A film's ISO number refers to its speed or sensitivity to light. A film with a low ISO number (such as 100) will be less sensitive to light and will generally produce less grainy photos; it's best to use films of this speed on clear, sunny days. In contrast, films with a higher ISO number (such as 800) will be more sensitive to light so it's better to use them on cloudy days.
A firm favorite of the Lomographic community. The terms 'Cross-processing' or X-Pro' refer to developing your film using the traditionally 'wrong' kind of process. So you develop a color slide film using negative chemicals, or vice-versa. Cross-processing often produces wild, crazy and exciting colors. Read our Guide to Cross-Processing for more information!
A multiple exposure (or MX) photo is one in which two or more photos are taken on the same frame. A lot of Lomography cameras allow you to take multiple exposures; a few of them are the LC-A+, LC-Wide, La Sardina, Diana F+, Diana Mini and Sprocket Rocket.

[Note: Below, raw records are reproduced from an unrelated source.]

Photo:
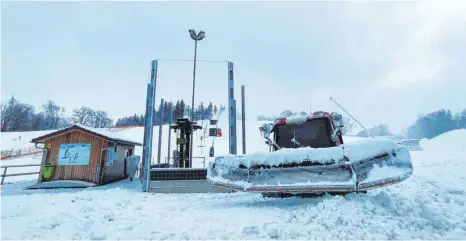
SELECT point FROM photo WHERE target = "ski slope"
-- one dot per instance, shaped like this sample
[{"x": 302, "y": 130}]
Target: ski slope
[{"x": 429, "y": 205}]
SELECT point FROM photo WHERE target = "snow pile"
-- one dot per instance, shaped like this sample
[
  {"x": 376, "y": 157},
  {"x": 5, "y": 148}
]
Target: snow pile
[
  {"x": 369, "y": 147},
  {"x": 123, "y": 212},
  {"x": 19, "y": 140},
  {"x": 284, "y": 156},
  {"x": 355, "y": 150}
]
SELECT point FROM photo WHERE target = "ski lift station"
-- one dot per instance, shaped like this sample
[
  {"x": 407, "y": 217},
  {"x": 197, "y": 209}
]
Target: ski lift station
[{"x": 179, "y": 175}]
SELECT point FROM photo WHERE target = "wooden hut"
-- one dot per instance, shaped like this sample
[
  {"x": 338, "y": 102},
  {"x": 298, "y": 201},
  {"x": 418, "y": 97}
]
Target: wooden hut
[{"x": 80, "y": 153}]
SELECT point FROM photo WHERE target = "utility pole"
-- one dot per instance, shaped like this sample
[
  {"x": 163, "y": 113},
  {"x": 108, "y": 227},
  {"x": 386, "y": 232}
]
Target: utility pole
[
  {"x": 160, "y": 132},
  {"x": 170, "y": 121},
  {"x": 243, "y": 118}
]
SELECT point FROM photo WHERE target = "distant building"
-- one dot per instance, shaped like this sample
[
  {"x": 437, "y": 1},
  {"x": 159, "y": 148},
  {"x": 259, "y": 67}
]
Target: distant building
[{"x": 81, "y": 153}]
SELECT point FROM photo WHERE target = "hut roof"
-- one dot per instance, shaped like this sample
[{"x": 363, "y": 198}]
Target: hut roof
[{"x": 98, "y": 132}]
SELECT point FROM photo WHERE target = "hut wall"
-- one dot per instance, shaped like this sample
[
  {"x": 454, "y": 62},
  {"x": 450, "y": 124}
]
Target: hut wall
[{"x": 83, "y": 173}]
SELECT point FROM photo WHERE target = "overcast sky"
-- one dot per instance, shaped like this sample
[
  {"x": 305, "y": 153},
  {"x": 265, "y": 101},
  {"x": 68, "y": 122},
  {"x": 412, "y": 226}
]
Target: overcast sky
[{"x": 385, "y": 62}]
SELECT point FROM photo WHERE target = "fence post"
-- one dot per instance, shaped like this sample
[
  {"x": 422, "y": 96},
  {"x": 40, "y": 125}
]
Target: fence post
[{"x": 4, "y": 173}]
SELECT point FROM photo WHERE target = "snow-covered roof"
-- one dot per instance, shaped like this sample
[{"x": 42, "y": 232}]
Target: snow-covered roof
[{"x": 102, "y": 133}]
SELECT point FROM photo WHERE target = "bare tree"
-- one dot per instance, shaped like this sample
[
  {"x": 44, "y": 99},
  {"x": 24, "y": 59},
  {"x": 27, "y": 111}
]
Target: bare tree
[
  {"x": 101, "y": 120},
  {"x": 54, "y": 115},
  {"x": 83, "y": 116}
]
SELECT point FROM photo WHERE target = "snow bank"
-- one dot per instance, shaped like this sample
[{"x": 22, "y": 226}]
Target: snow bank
[
  {"x": 443, "y": 159},
  {"x": 355, "y": 150}
]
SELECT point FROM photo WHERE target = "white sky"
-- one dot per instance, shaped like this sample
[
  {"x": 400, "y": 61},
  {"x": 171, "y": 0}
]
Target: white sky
[{"x": 385, "y": 62}]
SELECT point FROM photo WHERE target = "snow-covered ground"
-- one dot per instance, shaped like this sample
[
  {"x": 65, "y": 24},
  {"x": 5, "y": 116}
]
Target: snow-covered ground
[{"x": 431, "y": 204}]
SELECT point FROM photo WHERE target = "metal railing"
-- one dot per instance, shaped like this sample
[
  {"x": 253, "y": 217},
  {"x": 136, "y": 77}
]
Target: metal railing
[
  {"x": 5, "y": 154},
  {"x": 18, "y": 174}
]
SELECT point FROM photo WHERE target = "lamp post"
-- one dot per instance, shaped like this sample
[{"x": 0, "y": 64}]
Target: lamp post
[{"x": 196, "y": 37}]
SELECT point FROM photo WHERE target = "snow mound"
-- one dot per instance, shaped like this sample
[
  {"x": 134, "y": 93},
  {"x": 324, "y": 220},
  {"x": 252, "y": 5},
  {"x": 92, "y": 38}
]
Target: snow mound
[
  {"x": 451, "y": 140},
  {"x": 355, "y": 150},
  {"x": 443, "y": 159}
]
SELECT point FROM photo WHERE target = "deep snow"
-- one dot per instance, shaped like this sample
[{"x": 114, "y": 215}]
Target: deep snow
[{"x": 431, "y": 204}]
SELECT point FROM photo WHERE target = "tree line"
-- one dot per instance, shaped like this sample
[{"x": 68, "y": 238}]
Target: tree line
[
  {"x": 17, "y": 116},
  {"x": 178, "y": 110}
]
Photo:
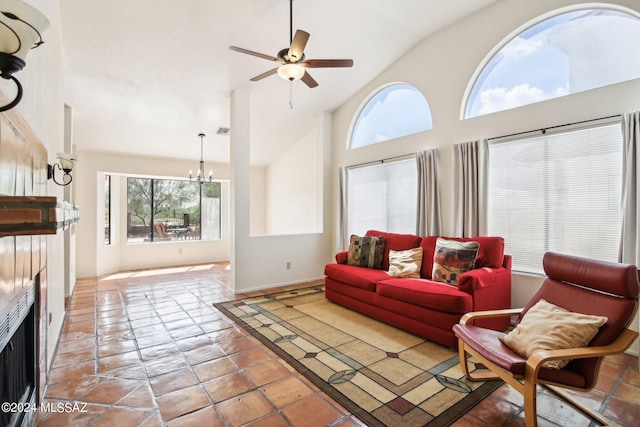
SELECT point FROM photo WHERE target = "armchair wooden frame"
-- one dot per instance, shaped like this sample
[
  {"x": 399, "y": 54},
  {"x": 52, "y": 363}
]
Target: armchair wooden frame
[{"x": 527, "y": 384}]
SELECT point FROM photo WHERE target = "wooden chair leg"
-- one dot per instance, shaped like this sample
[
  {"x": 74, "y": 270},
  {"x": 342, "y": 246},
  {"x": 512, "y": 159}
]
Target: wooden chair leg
[
  {"x": 463, "y": 359},
  {"x": 530, "y": 405}
]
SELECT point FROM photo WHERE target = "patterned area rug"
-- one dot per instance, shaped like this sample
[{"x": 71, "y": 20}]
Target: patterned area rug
[{"x": 383, "y": 375}]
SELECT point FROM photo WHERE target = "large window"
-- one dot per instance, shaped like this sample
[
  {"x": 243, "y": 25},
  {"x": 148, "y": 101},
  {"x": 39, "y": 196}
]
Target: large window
[
  {"x": 392, "y": 112},
  {"x": 558, "y": 192},
  {"x": 567, "y": 53},
  {"x": 383, "y": 196},
  {"x": 163, "y": 209}
]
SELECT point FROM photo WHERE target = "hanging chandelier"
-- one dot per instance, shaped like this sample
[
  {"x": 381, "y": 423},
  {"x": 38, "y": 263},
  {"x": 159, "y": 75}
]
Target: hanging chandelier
[{"x": 200, "y": 178}]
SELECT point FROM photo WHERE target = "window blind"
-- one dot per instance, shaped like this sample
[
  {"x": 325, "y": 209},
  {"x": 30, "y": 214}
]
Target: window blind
[
  {"x": 382, "y": 196},
  {"x": 557, "y": 192}
]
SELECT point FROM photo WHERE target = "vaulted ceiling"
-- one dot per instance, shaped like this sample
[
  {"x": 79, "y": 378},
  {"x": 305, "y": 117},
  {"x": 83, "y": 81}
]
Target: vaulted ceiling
[{"x": 146, "y": 76}]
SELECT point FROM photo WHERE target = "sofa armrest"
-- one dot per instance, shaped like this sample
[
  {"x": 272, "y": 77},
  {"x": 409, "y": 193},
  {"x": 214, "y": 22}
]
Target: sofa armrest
[{"x": 480, "y": 278}]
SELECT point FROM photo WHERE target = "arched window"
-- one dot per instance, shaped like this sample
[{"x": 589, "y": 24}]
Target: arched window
[
  {"x": 394, "y": 111},
  {"x": 568, "y": 53}
]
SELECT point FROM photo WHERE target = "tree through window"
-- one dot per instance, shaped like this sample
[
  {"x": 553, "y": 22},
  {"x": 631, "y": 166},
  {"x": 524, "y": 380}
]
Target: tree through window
[{"x": 165, "y": 209}]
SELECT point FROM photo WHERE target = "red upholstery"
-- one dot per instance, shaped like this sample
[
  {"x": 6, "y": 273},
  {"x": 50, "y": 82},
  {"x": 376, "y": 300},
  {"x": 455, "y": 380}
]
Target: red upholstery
[
  {"x": 421, "y": 306},
  {"x": 425, "y": 293},
  {"x": 578, "y": 285},
  {"x": 361, "y": 277}
]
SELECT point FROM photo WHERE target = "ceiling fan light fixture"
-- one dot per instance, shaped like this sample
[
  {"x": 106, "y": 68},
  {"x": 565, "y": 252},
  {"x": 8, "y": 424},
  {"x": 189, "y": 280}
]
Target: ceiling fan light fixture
[{"x": 291, "y": 71}]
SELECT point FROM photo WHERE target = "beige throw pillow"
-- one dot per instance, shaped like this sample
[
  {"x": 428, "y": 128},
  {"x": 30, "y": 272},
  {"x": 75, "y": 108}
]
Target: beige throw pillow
[
  {"x": 549, "y": 327},
  {"x": 405, "y": 263}
]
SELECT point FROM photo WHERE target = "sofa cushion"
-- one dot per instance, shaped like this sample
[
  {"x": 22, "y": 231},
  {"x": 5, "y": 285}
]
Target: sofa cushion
[
  {"x": 490, "y": 253},
  {"x": 396, "y": 242},
  {"x": 426, "y": 293},
  {"x": 405, "y": 263},
  {"x": 452, "y": 258},
  {"x": 361, "y": 277},
  {"x": 366, "y": 251}
]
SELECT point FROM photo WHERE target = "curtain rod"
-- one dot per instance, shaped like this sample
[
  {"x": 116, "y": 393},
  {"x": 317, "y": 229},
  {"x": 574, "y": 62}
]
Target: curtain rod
[
  {"x": 404, "y": 156},
  {"x": 544, "y": 130}
]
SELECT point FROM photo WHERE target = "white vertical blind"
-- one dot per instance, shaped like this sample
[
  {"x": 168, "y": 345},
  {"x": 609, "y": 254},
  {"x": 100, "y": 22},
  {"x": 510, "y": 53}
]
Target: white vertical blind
[
  {"x": 557, "y": 192},
  {"x": 383, "y": 196}
]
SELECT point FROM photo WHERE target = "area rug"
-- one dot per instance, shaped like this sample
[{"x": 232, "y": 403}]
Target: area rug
[{"x": 381, "y": 374}]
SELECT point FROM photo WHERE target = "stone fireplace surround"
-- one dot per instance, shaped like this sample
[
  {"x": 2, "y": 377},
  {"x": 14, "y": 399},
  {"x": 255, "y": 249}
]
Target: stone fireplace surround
[{"x": 23, "y": 272}]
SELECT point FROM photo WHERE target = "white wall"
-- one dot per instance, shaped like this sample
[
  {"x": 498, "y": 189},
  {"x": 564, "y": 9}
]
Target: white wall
[
  {"x": 258, "y": 205},
  {"x": 259, "y": 262},
  {"x": 441, "y": 67},
  {"x": 294, "y": 188}
]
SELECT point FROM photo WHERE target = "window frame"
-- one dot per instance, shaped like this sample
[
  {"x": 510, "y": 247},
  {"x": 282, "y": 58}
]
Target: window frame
[
  {"x": 495, "y": 50},
  {"x": 371, "y": 98},
  {"x": 151, "y": 232},
  {"x": 550, "y": 173},
  {"x": 387, "y": 163}
]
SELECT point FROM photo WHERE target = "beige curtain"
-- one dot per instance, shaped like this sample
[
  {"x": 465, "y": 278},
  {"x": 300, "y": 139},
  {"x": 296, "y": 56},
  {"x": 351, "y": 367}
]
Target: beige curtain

Half-frame cameras allow you to take 2 photos on 1 standard 35mm frame. This means that you can take 72 photos on 1 roll of film instead of the standard 36! Two Lomography cameras have a half-frame option; the cute Diana Mini and talented LC-Wide - Check them out!
Sprocket holes are one of the characteristics of 35mm film. They are little perforations which run along the edge of the film roll; sprocket holes hook onto the sprockets in your 35mm camera. Usually they aren't exposed when you take a photo; but with cameras such as the Sprocket Rocket and Spinner 360, you can expose the sprocket holes for some beautiful and unique looking photos!
A wide-angle lens captures more than a standard lens, so you'll see more when you get your photos developed! A few Lomography cameras with wide-angle lenses are the LC-Wide, Sprocket Rocket and La Sardina.
The word vignetting refers to a reduction of brightness at the corners of a photo. This effect comes naturally to a lot of Lomography cameras and produces very artistic results by drawing attention to the center of your photo.
This word refers to the brightness of a photograph's colors. A heavily saturated photo will be full of colors and contrast. Many Lomography cameras produce naturally saturated photos, especially when their films are cross-processed.
When choosing a film you'll always see a corresponding ISO number. But what does this mean? The ISO number that you'll find written on each film is an indication of the film speed. This will tell you just how sensitive the film is to light. The lower the number then the less sensitive your film is to light and the finer the grain and vice versa. What does that mean? Well if you're shooting somewhere with a lot of light e.g. outside on a sunny day, you'll need a film with a lower ISO number (100 ISO is perfect for sunny days!).
Whereas if you're shooting in low light scenarios, it's much better to go for a higher number although keep in mind the higher the ISO number is, the higher the chance is that the picture will start to get grainy.
What's cross processing?
The prime choice for outrageous colors. This consists of developing a slide film as if it were a normal color negative film. Merely ask your local lab technician (nicely) to process your slide film in C-41 (normally used for 35mm color negative) and see what you get out of it. By using the "wrong" chemicals, the colors become displaced and your image explodes with brightness, saturation, and contrast. The unpredictability of results is perfect for the Lomographer and gives the photo an even softer edge. Each film and laboratory will produce different results - which is part of the reason we love it.
What does it mean if film is expired?
Just like bottles of milk, film comes with an expiry date that you'll usually find on the outer film package. Don't worry, they don't start to smell bad and actually we as Lomographers love them. Film can usually still be used many years after the expiry date passes. But here's the fun part - when film does expire, things can sometimes start to get a little crazy. Unpredictable results, strange color shifts and much more!
Tip: If you have a film that's close to expiring and you feel like keeping it nice and fresh, then why not keep it in the fridge? It'll help preserve the film for much longer!